For a moment, Winston was striking the Heisman pose in real time.
“Russell Wilson sent me a picture of doing the Heisman, in like a little GIF. I think it’s called a GIF,” Winston said. “And I did the Heisman, and we got in the end zone.”
Barnes ripped at Winston’s right arm and then made one last diving attempt to tackle Winston by his right leg. But the quarterback spun with his back to the end zone at the 6-yard line, kicked Barnes’ hands off his right foot and stumbled as he continued spinning forward.
Then he crossed the goal line, jumped off his left foot and did a leaping, left-handed finger roll with the football as Robinson jumped on top of him to celebrate.
“Those are morale boosters,” Winston said. “And you could see the sideline, man. We were pumped. We were excited, and we need that. We need that energy.”
As if the play weren’t epic enough, Winston immediately found the FOX camera in the back of the end zone and strutted towards it.
Then, in unison, Thomas and running back Tyrone Tracy Jr. joined Winston strutting towards the camera. And they all pretended to throw dice right into the living room of every fan watching across the country with huge smiles on their faces.
Tracy hadn’t even been on the field for the play. He had sprinted off the sideline directly into the middle of a fantastic moment and celebration.
The entire Giants bench was running down the sideline. The Lions’ Barnes remained on the turf with his head down, dejected.
The vibes were sky high. It will undoubtedly be a candidate to become the NFL’s Play of the Year.
It’s just a crime the Giants couldn’t make it stand as the signature moment of a victory.
“It sucks we didn’t win,” Olszewski said. “That’d be an even cooler play.
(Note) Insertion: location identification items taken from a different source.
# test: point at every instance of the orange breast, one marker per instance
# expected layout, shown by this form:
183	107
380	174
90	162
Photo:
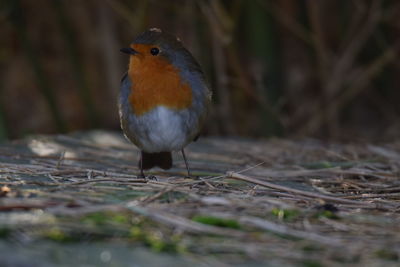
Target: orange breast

But yeah.”
The vibes are definitely high on the offensive side for us, so.
NO MORE KICKS
The Giants terminated the practice squad contract of Irish kicker Jude McAtamney and signed German tight end Maximilian Mang to an international practice squad contract in his place. McAtamney, 25, missed two extra points in the Giants’ catastrophic Oct. 7 collapse in Denver, a 33-32 loss to the Broncos that the Giants had led 19-0 with 2:41 remaining in the third quarter and 26-8 with 10:14 to play in the fourth. Joe Schoen’s mismanagement of the kicker position has been one example of his inability to field a winning roster.